The most frequently-heard answers are: “don’t know” and “no”.
This leads to more questions for the industry to contemplate, for instance: what is the real reason why banks make such dramatic hiring announcements? What impact will the arrival of large numbers of new bankers have on existing staff? Will the clients follow new hires? Will the revenue also follow? And why aren’t banks spending more time and effort training home-grown talent to take a longer term approach to growing their franchise?
If the hiring announcements are made for the benefit of industry analysts, or for senior management in head offices, then this seems to be a short-sighted approach, or at best a gamble.
Either way, it seems to suggest that the banks are continuing to look for short-term solutions to longer term problems.
This is compounded by the fact that management often admits privately that clients are increasingly wary about moving accounts from one bank to the next – in turn minimising the value of such hiring sprees.
A further drawback of aggressive hiring sprees is their potential to have an incredibly unsettling impact on existing relationship managers inside the organisation.
Hopefully new hires are no longer being lured with promises of guarantees, or other mis-aligned incentive structures.
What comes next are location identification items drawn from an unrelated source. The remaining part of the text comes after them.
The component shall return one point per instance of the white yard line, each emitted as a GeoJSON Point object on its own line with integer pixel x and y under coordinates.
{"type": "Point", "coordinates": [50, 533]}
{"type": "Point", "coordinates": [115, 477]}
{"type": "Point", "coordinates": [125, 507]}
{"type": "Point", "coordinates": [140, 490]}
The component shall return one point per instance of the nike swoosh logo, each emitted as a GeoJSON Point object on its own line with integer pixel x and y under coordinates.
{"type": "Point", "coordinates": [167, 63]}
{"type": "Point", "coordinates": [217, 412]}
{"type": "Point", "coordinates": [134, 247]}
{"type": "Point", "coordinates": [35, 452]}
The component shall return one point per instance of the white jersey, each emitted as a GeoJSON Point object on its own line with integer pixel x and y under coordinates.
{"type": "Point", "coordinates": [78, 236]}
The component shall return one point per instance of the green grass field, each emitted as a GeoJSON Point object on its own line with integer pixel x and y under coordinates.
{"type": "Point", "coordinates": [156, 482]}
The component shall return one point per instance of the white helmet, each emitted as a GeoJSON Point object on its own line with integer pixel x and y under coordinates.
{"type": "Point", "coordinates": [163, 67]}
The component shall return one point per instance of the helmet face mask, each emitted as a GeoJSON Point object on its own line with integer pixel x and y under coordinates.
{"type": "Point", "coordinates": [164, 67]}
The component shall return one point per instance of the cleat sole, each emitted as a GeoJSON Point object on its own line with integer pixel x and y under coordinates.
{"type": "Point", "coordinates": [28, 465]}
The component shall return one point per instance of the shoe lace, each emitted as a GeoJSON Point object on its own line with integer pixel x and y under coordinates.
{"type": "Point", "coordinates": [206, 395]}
But even when that is not the case, managing existing advisers through this expansion process requires a lot of time and consideration to their needs and concerns – otherwise they will jump on the merry-go-round the other way.
Changing skill-sets required
In the pre-financial crisis boom, hiring people on the basis of their relationships and basic understanding of a single, sought-after product served the purposes of what the banks – and to a large extent clients – wanted to achieve.
Now, however, driven largely by the loss of trust across the industry and the changing demands both of clients and regulators, private bankers need a broader skill-set to be successful. They need to provide a consistent and disciplined offering which is also aligned to their institution’s goals and objectives.
Unfortunately for the industry, however, such client-centred skills tend to lie with the more experienced private bankers who have serviced clients thorough market cycles – the type of individuals who are much harder to find in the industry in Asia.
Yet as the growth of HNWIs continues in Asia, more private bankers are required.
That doesn’t mean the solution is poaching them from competitors. Instead, it means dedicating more resources to training them in-house, and at all levels. Or at least being more realistic about growing the platform.
This is even more important given that many chief executive officers admit that around one-third of new recruits fall short of expectations within the first 12 months, and ultimately leave or are pushed out.
And the banks are unlikely to want so much publicity about changes to personnel at those times.
As a result, if there was more effort spent trying to support existing staff to make them more effective and productive, management could give their advisers the opportunities to understand their individual strengths and weaknesses, and put in place more realistic growth plans.
Maybe then the merry-go-round might not turn so fast.